I think everyone is familiar with these brightly colored large clumps of recycled rubber that pass for shoes. These are not shoes and wearing them in public is analogous to wearing a badge that says you are insane and cannot be trusted with even the simplest of responsibilities. It also says to the world that you have simply given up. I can imagine the scenario when the designers of these monstrosities came up with the idea. It goes without saying that there were a lot of drugs involved and possibly some sort of industrial accident as well. Confronted with a smoldering pile of of multicolored rubber, the head hippie was sure to have said something like, " Hey man, let's make some shoes man!" What evil marketing genius brought them to market is unknown to me, but what possesses some guy to actively search these out and buy them is beyond comprehension.  Wear Crocs, go to jail!

5. Kwitchyerwhinin.

Some people like to whine.
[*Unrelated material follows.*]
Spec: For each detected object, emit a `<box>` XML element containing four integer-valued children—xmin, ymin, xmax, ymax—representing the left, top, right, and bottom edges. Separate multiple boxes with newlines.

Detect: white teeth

That doesn't accomplish anything because that's just the way things are. Yes some people will screw you, or maybe your boss is a demented megalomaniac, or maybe the people next door are dangerous retards; you have to understand that it ain't gonna change. One thing you can do is rectify this by acting completely deranged. The dude who owes you money will fear for his life and pay up, your boss will give you an extended medical leave and those dudes next door will move. Or you can just drink a shitload of beers. Speaking of beers, it's not a good idea to complain about the taste of beer if it's free. The best beer is free beer, so party on dudes! Also don't complain about your computer because, yes, Microsoft actually is out to get you.

6. Don't cross your legs: it makes you look pretentious and weird.

7. If you drop something, crouch to pick it up. If you bend over, you're just asking for a kick in the ass.

8. If I'm ignoring you, well, I'm ignoring you, keep walkin'.

9. Repeat after me; Shower, shave, Mennen Speed Stick, repeat as necessary.

10. Dudes don't mess around with ukuleles.

11. Vinyl is dead;get over it.

12. No, I don't have spare change, spare cigarettes or spare beer; I need them all.

13. There are no conspiracies, in reality everybody wants your money, Simple.

14. Only hobos and deranged bums shoot snot rockets on the sidewalk.

15.Klingons are not real, Star Trek as a metaphor for life is a sign of latent geek-ism.

16. Bounty makes your pants smell funny.

17. Don't be a douchebag; pay cash for your coffee, don't fumble around with a debit card.

18.Yeah that taco is hot, it ain't gonna kill you.

19. As I have stated repeatedly: No one, and I mean no one, wants to see man-toes. Get some proper shoes fool!

20.I've recently seen some postings on Facebook that were strangely prophetic: If you don't like Rockabilly , you're doing it wrong.

21. A single man with cats leaves me pondering the stability of that person. It's one thing to be a cool cat, it's an entirely different thing to live vicariously through cats.

22. Learn how to play in B flat, it will challenge your brain.

23. Play with kats that are way more talented than you; humility is not a bad thing.

24. If a bro is havin' a hard time, while fixing something, either shut up, hand him a tool or hand him a beer.

25. Remember; dudes never run out of beer.